Canned vegetables are not ideal: fresh and frozen are more nutrient-dense and contain less sodium. However, my feelings here resemble my feelings toward the organic-local movement. That’s great if you have access to fresh, local, organic foods. That’s seriously awesome you can afford it. I, in fact, envy this privilege—my farmer’s market has been beyond our budget for the past two years. Hunger is a real and prevalent problem for more Americans than we imagine. Yes, canned vegetables are more susceptible to BPA and sodium. But for thousands of families living within ten miles of me, rent payments and medical bills take precedence over seemingly invisible issues like BPA.
It’s important to note that I don’t believe for a minute economically disadvantaged families should have to choose between nutrition and every other financial matter. I find it appalling it’s often acceptable to donate our leftovers and junk food to “the poor”.
As I am turning my own home into a novice test-kitchen for interesting and healthy canned-food recipes, it only seems appropriate to revisit this dreamy artichoke gratin I made in Brennan and Alejandro’s kitchen. Oh yes, a gratin—pronounced gre-tan—from a can.
from Plenty, serves 4-6
2 pounds frozen artichoke hearts (sold out, so I used 32 oz. canned in water, rinsed well)
4 lemons, grate zest and reserve juice
2 medium onions, thinly sliced
1/4 cup olive oil
salt and pepper
3 tablespoons thyme, chopped (the thyme is crucial!)
6 tablespoons flat-leafed parsley, chopped (I omitted the parsley)

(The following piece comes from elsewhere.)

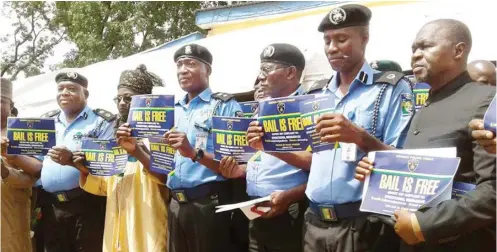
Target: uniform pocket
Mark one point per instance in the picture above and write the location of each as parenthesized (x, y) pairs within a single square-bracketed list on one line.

4 tablespoons unsalted butter
1/3 cup plus 1 tablespoon all-purpose flour
2 cups milk (lower fat is great)
3/4 teaspoon salt
3/4 cup ricotta
6 tablespoons parmesan, grated
Place frozen artichoke hearts in a large pot and cover with water. Add the lemon juice to the pot. Bring to a boil and simmer for 5 minutes or until tender. If using canned artichokes, no need to boil just rinse well. Drain.
While artichokes are cooking, heat saute pan over medium heat and add olive oil. Add onions and some salt and pepper. Saute 15 minutes or until golden, stirring occasionally. Add cooked onions and artichoke hearts to a bowl and mix with lemon zest, thyme and parsley. Add salt and pepper as needed.
Preheat oven to 375 degrees.
Melt butter in a medium saucepan over medium heat and then add the flour. Stir mixture constantly for 2 minutes. Add milk slowly, whisking as you pour. Add salt and whisk on low heat for 10 minutes or until sauce is thick and creamy. When the sauce coats the back of a spoon, it’s good to go—give it a taste (I like to add an extra tablespoon of parmesan into the sauce at this point).
Mix bechamel—the groovy french word for the white sauce you just made—with the artichoke mixture.
Lightly grease a medium-sized casserole dish and pour in mixture. Make small holes in mix and drop in teaspoons of ricotta. Cover with foil and bake for 30 minutes.
Increase oven temperature to 400 degrees and remove foil. Top gratin with Parmesan. Continue baking for 20 minutes or until golden brown and bechamel bubbles. Remove from oven and let sit for 10 minutes. Serve warm.
The thyme is a surprising match to the artichokes—and believe me canned vegetables deserve to be featured in such a decadent meatless entrée. Even Andrew and Alejandro—carnivores of carnivores—scarfed up spoonfuls. The best part? Company in the kitchen.